You may not need to do much of the last suggestion. There in is a message I’d like senior colleagues to contemplate. If you, like I, have been teaching for more than 10 years, you may not have the highest opinion of video. I too assumed that it was, too often, the above-mentioned excuse to tune out. I think I subconsciously bought into the critique that MTV-like pacing was shortening attention spans. Now I think that’s old information that that's no longer the case.

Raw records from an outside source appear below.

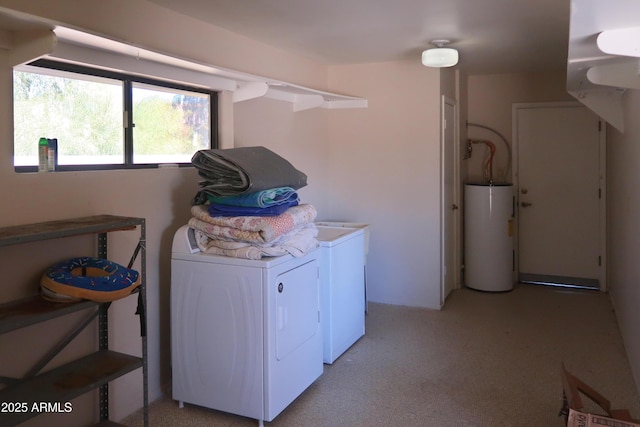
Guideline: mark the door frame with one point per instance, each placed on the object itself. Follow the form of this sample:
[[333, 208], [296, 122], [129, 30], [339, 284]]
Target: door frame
[[445, 210], [602, 278]]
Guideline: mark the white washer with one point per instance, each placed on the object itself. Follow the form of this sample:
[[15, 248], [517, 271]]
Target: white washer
[[343, 248], [245, 334]]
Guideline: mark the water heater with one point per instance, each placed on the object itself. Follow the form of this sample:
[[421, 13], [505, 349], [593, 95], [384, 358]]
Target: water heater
[[488, 243]]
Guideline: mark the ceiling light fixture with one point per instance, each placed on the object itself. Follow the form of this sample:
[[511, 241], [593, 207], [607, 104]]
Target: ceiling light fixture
[[440, 56]]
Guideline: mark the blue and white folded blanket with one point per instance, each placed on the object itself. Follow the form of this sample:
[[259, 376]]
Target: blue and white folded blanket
[[258, 199], [228, 210]]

This generation of undergraduates grew up with video, but it’s no longer dazzled by it. It sees video as a ubiquitous vehicle in which information is communicated, but that doesn’t mean that students are any better at evaluating what they see than the pre-video generation was at evaluating what they read.

In essence, our jobs just got a bit harder. Professors are in the decoding business; we teach students textual analysis, the application of theorem and theories, how to evaluate ideas, how to synthesize, etc. To this list add visual literacy. It’s (too) often a buzz phrase in education, but it doesn’t change the fact that professors are uniquely positioned to show students how to think about images, production values, and message manipulation in sophisticated ways. It’s rather sobering to see how much students are amazed when we take a video and begin to deconstruct it for embedded messages.

I've mentioned YouTube in this piece because it’s so easy to use, not because it's necessarily the best source. Nor is it tailored to what any one of us does in the classroom.

To that end, I’ve begun to produce some of my own videos using iMovies. There is a decided learning curve involved in making videos and my advice for this is three-fold. First, take advantage of on-campus instruction on getting started offered by IT staff; seeing how it’s done is way easier than learning from a book. Second, consider uploading your completed video to YouTube as: (a) it’s easy, and (b) it gives you "street cred." (Students are surprised to learn we can enter their worlds.) Third, don’t make the URL public unless your video is good enough to not add to the YouTube clutter, and it won’t get you into trouble. You need to own rights to any images you use before going public, but you can use most things for educational purposes as long as you don’t distribute them.

So give video a whirl, even if you don’t need a physical break. You may find that it revitalizes tired classes. Best of all, you may find that you’re teaching students how to think about images that might otherwise wash over them. Film critic Roger Ebert observed, "Most of us do not consciously look at movies." Professors can make a dent in such ignorance.

Suggested Sources: (This is a very, very small sample.)

1. YouTube: Just type what you’re looking to find. If that doesn’t work, try permutations.

2. TED: Some of the most incredible talks and demonstrations imaginable in the fields of technology, entertainment, design, global concerns, and science are available here.

3. Academic Earth: It offers amazing online videos in many disciplines. The downside is that many of them are long. You should preview them and use segments.

4. Make Use Of has a list of six sites with links to sample classes.

5. So too does Online College Courses.